The precise molecular mechanism of tumorigenesis in adenosarcoma remains unclear. One reported karyotype of adenosarcoma with sarcomatous overgrowth revealed a hyperdiploid karyotype with multiple structural and numerical abnormalities involving chromosomes 2, 8, 10, 13, 19, and 21.25 Some studies have found low rates of TP53 mutations,26–28 and others have described low-level amplification of MDM2 and other genes on band 12q14-15.26,27 Recently described alterations in adenosarcoma include MYBL1 amplification and ATRX mutation, which are each present in 50% of adenosarcomas with sarcomatous overgrowth.27 MYBL1 is a transcription factor that regulates cell proliferation and is amplified in subsets of other types of tumors, including 10% of uterine carcinosarcoma (http://www.cbioportal.org; accessed January 14, 2015). ATRX regulates DNA methylation and chromatin remodeling; loss-of-function mutations in ATRX have prognostic significance in other tumor types.29
Total abdominal or laparoscopic-assisted vaginal hysterectomy is the treatment of choice for uterine adenosarcoma, with or without bilateral salpingo-oophorectomy. One study13 did not identify any ovarian metastases in patients who underwent bilateral salpingo-oophorectomy for uterine adenosarcoma. However, given the frequent positivity of estrogen and progesterone receptors in adenosarcoma, removal of the ovaries could potentially benefit patients, even in the absence of metastatic disease—but that benefit needs to be weighed against the age of the patient and cost of surgical menopause.

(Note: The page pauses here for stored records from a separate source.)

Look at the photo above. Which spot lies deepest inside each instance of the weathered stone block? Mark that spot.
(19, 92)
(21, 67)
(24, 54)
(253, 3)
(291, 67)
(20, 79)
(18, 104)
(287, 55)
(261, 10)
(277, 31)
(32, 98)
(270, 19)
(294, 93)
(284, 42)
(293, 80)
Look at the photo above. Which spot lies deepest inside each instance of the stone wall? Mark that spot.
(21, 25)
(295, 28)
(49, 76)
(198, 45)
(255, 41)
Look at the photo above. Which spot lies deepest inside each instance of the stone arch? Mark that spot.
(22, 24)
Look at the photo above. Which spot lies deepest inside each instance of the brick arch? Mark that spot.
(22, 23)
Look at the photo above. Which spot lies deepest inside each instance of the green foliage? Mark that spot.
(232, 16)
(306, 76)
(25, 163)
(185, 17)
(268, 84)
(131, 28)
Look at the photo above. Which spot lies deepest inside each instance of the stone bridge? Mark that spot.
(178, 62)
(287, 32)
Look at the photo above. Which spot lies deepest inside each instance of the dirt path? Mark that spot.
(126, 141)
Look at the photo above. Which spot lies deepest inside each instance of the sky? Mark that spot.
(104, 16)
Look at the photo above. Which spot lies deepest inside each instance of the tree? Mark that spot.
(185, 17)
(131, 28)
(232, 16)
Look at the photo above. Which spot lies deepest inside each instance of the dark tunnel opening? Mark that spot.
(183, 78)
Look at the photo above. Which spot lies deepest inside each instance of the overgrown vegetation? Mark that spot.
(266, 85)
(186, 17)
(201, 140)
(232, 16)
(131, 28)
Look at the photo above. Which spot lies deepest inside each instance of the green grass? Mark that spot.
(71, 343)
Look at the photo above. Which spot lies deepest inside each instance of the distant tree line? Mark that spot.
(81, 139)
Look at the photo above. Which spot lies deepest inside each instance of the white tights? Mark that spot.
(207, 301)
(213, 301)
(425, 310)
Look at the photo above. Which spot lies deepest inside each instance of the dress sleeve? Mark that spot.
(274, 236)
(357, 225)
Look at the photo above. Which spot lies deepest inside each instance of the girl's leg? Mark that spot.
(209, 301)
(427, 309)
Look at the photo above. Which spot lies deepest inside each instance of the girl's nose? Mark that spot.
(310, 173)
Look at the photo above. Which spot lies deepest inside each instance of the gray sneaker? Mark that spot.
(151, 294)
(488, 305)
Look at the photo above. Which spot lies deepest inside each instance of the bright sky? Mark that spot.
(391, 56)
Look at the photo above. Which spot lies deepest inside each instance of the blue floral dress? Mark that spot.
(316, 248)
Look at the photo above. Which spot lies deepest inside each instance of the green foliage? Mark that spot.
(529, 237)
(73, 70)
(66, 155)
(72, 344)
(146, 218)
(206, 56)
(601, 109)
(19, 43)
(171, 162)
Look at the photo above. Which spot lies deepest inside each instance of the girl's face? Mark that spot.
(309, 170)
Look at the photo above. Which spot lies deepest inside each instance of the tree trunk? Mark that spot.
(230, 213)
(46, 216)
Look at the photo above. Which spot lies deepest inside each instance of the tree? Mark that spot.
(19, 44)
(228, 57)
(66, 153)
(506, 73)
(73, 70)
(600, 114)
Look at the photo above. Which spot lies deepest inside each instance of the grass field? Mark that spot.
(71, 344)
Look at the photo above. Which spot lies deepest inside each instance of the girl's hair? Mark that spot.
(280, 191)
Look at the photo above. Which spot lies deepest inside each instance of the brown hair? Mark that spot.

There is no standardized chemotherapy, hormonal therapy, or radiation therapy in adenosarcoma, but standard sarcoma chemotherapy regimens, such as doxorubicin, ifosfamide, or gemcitabine/docetaxel, and newer drugs, such as trabectedin, appear to have some efficacy in adenosarcoma with sarcomatous overgrowth.13,30,31
Müllerian adenosarcoma is a relatively uncommon entity in gynecologic pathology that has distinctive clinical and histologic characteristics. It is important for pathologists to be aware of the morphologic features of these neoplasms to distinguish them from other biphasic (epithelial and mesenchymal) tumors, both benign and malignant. Adenosarcoma is of generally low malignant potential, except when accompanied by sarcomatous overgrowth and myoinvasion. Patients with adenosarcoma lacking these 2 histopathologic features have an excellent prognosis.
The authors have no relevant financial interest in the products or companies described in this article.